3) HYBRID IMAGER COULD IMPROVE BREAST EXAMS
An integrated, multi-modality molecular imaging system, invented in 1999 by Martin Tornai, Associate Professor of Radiology and Biomedical Engineering of Duke University, and developed by Priti Madhav and other of Tornai’s grad students over the years, may improve detection, diagnosis and treatment monitoring of breast cancer, while also relieving some of the discomfort often associated with breast exams. The system allows subjects to lie prone while both a dedicated SPECT and CT scan are taken of the breast. Because these are three-dimensional imaging techniques, there is no need to compress the breast (often painfully) as is done during a two-dimensional mammography.
To generate the SPECT image, the nuclear medicine technologist injects the subject with a radio-tracer associated with metabolism. Cancer cells are more active than normal cells, so they take up more of the gamma-ray-emitting tracer. The SPECT camera detects this gamma ray emission and produces an image of the 3D distribution of metabolic activity. To help physically localize the source, a dedicated breast CT scan, also developed in Tornai’s lab, with 0.5 millimeter resolution is obtained. When the two scans are fused together, the doctor has both functional (SPECT) and anatomical (CT) information in one picture. In a handful of patient imaging trials, the combined image highlighted cancerous cells that might have been missed in a CT scan by itself.
Although full body SPECT-CT already exists, this is the first dedicated SPECT-CT apparatus for breast imaging. The advantage of tailoring the machine to the breast is that the SPECT camera gets a better picture by being closer to the breast. Moreover, the CT scan is targeted, thus reducing the amount of radiation to other parts of the body. An added bonus is that the patient never has to move while the two scans are taken.
Talk (TU-C-332-04), “Pilot Patient Studies Using a Dedicated Dual-Modality SPECT-CT System for Breast Imaging” is at 10:36 a.m. on Tuesday, July 29, 2008 in room 332.
4) SPARING LEUKEMIA PATIENTS FROM UNNECESSARY TREATMENT
Nearly a third of leukemia patients do not respond to chemotherapy, but this is not usually discovered until they have already endured a week-long chemotherapy treatment and waited a month to see whether it has worked. A new study shows that PET scans could tell how well a patient is responding after just one day of chemotherapy.
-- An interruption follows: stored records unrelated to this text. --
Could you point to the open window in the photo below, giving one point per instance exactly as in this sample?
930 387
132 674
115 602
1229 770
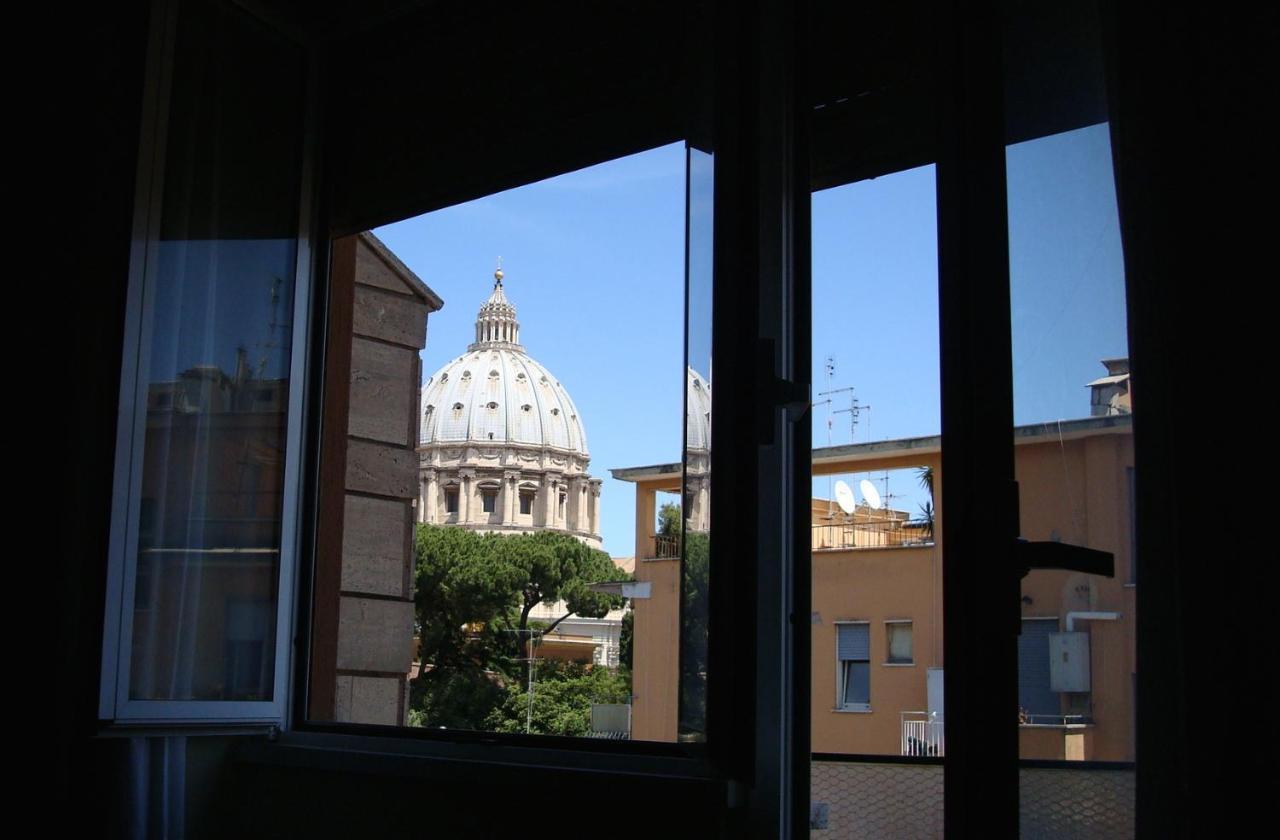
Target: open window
205 512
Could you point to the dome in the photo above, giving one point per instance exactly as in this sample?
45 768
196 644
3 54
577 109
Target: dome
698 415
497 393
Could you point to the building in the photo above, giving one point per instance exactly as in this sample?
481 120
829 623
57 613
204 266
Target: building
878 648
402 104
502 444
502 450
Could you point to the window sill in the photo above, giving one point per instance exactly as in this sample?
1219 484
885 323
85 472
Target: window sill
479 762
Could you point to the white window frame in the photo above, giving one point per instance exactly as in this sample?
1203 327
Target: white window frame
888 649
114 702
841 706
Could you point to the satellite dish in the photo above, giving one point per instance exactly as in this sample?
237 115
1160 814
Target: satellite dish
845 497
869 493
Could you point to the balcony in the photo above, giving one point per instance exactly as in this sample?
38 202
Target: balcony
923 735
872 533
662 547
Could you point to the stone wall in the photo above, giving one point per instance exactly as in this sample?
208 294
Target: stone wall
364 625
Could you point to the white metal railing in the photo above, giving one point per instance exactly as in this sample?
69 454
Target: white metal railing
923 735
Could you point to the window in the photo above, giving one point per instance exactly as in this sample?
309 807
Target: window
899 635
205 494
1037 702
853 651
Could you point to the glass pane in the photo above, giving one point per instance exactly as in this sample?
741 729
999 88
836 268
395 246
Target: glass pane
695 578
475 556
215 368
877 657
1073 436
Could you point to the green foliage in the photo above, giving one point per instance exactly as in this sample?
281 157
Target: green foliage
472 598
627 639
695 619
455 697
668 520
461 597
563 693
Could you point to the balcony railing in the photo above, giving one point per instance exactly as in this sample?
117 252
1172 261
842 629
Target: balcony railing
662 547
885 533
923 736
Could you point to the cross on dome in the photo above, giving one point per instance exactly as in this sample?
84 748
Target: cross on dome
496 323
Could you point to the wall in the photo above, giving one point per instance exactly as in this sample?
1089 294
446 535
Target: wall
365 543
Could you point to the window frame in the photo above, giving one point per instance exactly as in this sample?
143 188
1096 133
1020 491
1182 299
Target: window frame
842 669
888 642
114 706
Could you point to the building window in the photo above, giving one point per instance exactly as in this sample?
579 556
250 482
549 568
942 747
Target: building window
899 635
853 653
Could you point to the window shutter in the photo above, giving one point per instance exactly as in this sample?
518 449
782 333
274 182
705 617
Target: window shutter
853 642
1033 686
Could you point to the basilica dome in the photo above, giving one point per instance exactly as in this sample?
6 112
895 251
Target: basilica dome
501 444
497 393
Treating leukemia primarily involves killing the cancerous cells where they originate in the bone marrow. Chemotherapy can knock out bone marrow cells, but it also kills healthy cells, causing such side effects as immunodeficiency and weight loss. Doctors traditionally take a bone marrow biopsy after the treatment to assess how well the drugs have worked. This is unfortunately rather late for those who do not respond to chemotherapy. And even for those who do, the single biopsy is not always representative of how the entire bone marrow is responding.
In their sample, the researchers found that brightness and non-uniformity in bone marrow PET scans was an indication that the subject was not responding to the chemotherapy. This assessment, which apparently can be made as early as day one, could potentially spare 30 percent of people with leukemia from a treatment that is wrong for them.
Talk (TH-D-AUD C-6), “Early Assessment of Treatment Response in Hematopoietic Disease Using [18F]FLT PET Imaging ” is at 1:30 p.m. on Thursday July 29, 2008 in Auditorium C.